A failed intervention
The Central Bank of Turkey has banned the use of cryptocurrencies and crypto assets for the purchase of goods and services, claiming that there are significant risks in these transactions. This means that the actions initiated by the Turkish authorities in issuing an international arrest warrant for the arrest and surrender of Faruk may not be successful, knowing that even if he is arrested, the $ 2 billion will not return because they would be deposited in secret accounts and under several names that are difficult to trace.
Such a scenario puts those who have lost their savings in a real difficult situation, especially since some of them have put most of their savings into this cryptocurrency exchange. The Washington Post recently noted that President Biden’s administration is currently reviewing the rules governing the cryptocurrency market to determine whether further restrictions are needed to track digital assets and prevent their use in certain activities, such as sponsorship. terrorism.

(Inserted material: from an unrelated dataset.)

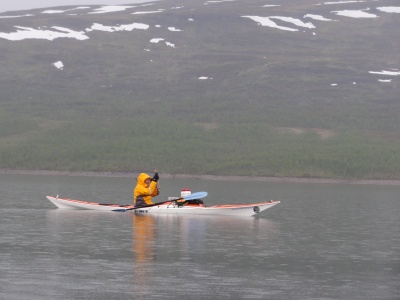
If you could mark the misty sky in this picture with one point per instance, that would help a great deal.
(30, 4)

The latest move came from Britain announced the ban on the world’s largest crypto exchange Binance, stating that the platform cannot conduct any regulated activity in the UK. The Financial Conduct Authority has warned traders not to deal with Binance and advised people to beware of advertisements promising high returns on crypto assets. The authority also asked Binance to remove all promotional material.

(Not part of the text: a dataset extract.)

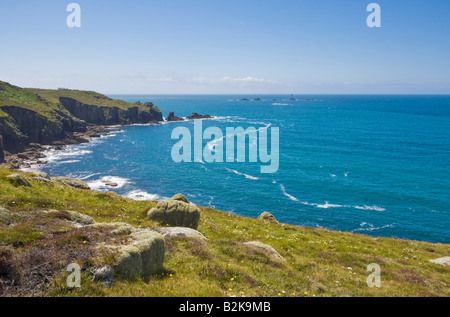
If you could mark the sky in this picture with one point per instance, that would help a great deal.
(228, 46)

Such strict measures show how dangerous the activities of these exchanges have become for investors and economies, although there are companies officially licensed and registered to trade cryptocurrencies in many countries, including Great Britain. and the United States. The US Treasury Department has asked to impose taxes on business-to-business cryptocurrency transfers to increase revenue, meaning crypto transactions will be subject to strict regulations.

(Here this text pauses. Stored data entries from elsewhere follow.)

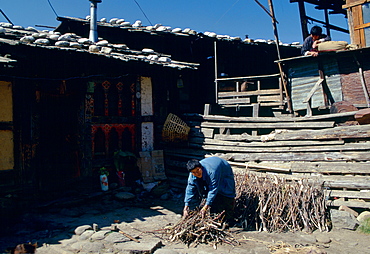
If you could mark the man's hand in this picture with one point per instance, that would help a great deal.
(204, 210)
(185, 212)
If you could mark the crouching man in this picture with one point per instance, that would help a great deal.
(213, 179)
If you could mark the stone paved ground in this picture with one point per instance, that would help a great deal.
(54, 226)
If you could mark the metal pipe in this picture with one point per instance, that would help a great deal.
(93, 36)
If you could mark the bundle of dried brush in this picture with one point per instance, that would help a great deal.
(197, 228)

But this does not constitute a guarantee that the assets will not be lost for any reason, including losses resulting from speculation or bankruptcy, as well as from fraud. In May, Bloomberg reported that BlockFi, a cryptocurrency lending company, had mistakenly deposited $ 10 million worth of bitcoin into some of its users’ accounts. The company said it would recover those funds.
What has been mentioned is a small part of the top of a mountain which can crumble and cost investors dear …
The writer is an energy and economic affairs specialist in the Gulf.